Why Russia Is Burning
Yes, it’s the hottest summer on record, but there’s more to it.
Moscow has been choking through an unrelenting pea-soup smog. Smoldering under record heat, the peat bogs in the land that surrounds the city have been catching fire.
Peat is a kind of decomposed, compacted, vegetation, with lots of carbon. Before coal and oil took over, people used to dig up blocks of peat, dry it out, and then burn it for fuel. Dry peat is highly combustible.
If it’s not dried out though, it won’t burn. So why are the once-marshy Russian peat bogs burning?
Because they were deliberately drained.
How the peat bogs dried out
It started about 100 years ago when Russian engineers drained the bogs and marshes to dry out the peat and burn it in power stations to produce electricity. They continued draining the bogs and drying out the peat for another 40 years until natural gas was discovered in Siberia in the late 1950s.

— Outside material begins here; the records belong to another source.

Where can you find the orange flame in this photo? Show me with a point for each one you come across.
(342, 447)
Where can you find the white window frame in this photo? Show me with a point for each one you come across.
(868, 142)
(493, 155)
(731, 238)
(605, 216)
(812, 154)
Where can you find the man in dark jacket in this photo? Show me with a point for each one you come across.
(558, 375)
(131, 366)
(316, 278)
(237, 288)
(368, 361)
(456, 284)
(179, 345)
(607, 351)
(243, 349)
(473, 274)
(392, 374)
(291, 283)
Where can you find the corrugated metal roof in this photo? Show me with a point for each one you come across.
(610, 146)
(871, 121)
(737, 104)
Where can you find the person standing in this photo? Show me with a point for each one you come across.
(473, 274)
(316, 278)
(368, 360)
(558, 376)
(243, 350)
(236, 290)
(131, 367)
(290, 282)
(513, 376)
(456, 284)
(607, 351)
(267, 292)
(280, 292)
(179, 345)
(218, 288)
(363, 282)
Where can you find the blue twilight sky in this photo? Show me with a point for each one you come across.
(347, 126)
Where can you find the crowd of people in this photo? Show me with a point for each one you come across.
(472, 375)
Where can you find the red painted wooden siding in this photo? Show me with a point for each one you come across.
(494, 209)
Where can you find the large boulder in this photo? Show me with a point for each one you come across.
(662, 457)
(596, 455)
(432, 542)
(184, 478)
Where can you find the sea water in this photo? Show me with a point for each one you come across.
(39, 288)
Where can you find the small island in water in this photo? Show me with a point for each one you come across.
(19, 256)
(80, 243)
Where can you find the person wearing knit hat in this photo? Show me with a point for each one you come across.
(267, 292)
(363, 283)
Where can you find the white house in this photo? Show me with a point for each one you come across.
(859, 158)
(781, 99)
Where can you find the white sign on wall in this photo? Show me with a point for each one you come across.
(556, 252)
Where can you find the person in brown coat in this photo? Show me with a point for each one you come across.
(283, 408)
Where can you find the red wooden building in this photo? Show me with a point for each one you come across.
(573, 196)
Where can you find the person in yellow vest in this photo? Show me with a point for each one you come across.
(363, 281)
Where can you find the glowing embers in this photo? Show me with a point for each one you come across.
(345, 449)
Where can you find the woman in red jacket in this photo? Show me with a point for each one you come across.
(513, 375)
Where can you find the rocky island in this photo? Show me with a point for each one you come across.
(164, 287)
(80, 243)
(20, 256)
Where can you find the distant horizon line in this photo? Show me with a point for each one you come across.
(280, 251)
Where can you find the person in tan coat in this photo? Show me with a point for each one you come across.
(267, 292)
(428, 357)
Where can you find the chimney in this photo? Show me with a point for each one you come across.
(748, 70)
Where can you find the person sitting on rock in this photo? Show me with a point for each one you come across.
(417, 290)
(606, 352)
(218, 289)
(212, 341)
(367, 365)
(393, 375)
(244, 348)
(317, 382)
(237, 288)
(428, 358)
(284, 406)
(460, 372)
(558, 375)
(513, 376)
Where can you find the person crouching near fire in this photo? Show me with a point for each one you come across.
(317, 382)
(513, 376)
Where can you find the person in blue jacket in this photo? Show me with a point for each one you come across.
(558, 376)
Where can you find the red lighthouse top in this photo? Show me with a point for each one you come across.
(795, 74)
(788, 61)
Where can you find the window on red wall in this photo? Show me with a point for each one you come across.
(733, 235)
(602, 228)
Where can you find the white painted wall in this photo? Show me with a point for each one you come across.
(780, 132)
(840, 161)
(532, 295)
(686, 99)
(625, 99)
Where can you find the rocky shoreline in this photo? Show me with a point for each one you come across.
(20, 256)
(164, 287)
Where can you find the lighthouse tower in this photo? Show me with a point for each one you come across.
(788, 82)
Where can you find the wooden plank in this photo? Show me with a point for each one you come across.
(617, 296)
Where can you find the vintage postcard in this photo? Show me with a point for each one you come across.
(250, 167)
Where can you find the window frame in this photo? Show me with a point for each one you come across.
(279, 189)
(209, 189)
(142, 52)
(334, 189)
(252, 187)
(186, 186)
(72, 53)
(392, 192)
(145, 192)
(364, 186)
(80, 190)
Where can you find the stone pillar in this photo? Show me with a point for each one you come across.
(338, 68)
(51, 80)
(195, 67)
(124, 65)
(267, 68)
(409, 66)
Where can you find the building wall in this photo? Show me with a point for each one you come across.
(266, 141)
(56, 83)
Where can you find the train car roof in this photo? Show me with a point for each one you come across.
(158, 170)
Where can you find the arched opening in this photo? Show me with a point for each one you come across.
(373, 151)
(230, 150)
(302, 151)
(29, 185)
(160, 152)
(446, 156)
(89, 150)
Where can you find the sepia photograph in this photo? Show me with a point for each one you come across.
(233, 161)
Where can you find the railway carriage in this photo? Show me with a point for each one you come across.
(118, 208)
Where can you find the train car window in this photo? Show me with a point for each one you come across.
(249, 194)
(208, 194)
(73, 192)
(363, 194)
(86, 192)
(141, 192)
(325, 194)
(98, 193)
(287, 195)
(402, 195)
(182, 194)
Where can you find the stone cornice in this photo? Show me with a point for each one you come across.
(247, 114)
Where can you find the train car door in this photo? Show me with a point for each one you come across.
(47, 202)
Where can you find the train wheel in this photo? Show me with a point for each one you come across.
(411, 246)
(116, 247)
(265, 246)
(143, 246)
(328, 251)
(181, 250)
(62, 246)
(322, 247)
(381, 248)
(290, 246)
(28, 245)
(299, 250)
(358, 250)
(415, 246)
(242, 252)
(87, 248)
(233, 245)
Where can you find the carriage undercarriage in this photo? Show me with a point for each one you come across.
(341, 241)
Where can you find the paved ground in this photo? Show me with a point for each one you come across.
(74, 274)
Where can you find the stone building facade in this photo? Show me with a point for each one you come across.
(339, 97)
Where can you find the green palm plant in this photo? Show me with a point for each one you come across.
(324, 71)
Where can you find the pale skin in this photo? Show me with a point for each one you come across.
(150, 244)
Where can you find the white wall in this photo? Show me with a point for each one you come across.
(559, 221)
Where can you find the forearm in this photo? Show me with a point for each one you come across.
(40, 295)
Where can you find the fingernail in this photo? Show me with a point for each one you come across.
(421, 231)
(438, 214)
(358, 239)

But the bogs were never re-flooded. They’re bone dry, and highly flammable.
Worse, you can’t put out a peat fire like you can a forest fire – by simply dropping lots of water on it. The peat fires spread underground, with lots of air pockets (again caused by the drying out). So, it’s virtually impossible to get the whole thing. You soak one area, but deep underground, the smoldering core is reaching out through the peat network until it suddenly explodes somewhere else. It’s like chasing an invisible enemy.
In one area of the fire, it was reported that firefighters had pumped water from a nearby lake at the rate of a 100 gallons of water a minute, around the clock, to reach all the arteries of what was happening underground. All that remained, apparently, was a muddy swamp with charred stumps of trees.
So, was the fire out? No. It was still burning underground, spewing smoke through surface vents.
Massively more smoke than a forest fire
Peat fires can burn up to 10 times more material in any given area than an above-ground forest-type fire. They produce massively more smoke, heavy smoke that, because it’s cooler than in a forest fire, stays close to the ground rather than being drawn up into the sky. So, far more of it reaches into homes and other buildings, creating more health problems for humans and other animals.
Moscow is particularly vulnerable to peat fires. The nearby city of Elektrogorsk (Electrical City) was built in 1912, 50 miles from Moscow, to house the new peat-fired power plants. Today, several of the fires are burning in the dried-out bogs around Elektrogorsk.
Burning up the crops
Latest news (August 15th) is that the fires have destroyed 25 percent of the Russian grain crop, and that grain exports have been halted … which will have repercussions in poor countries around the world.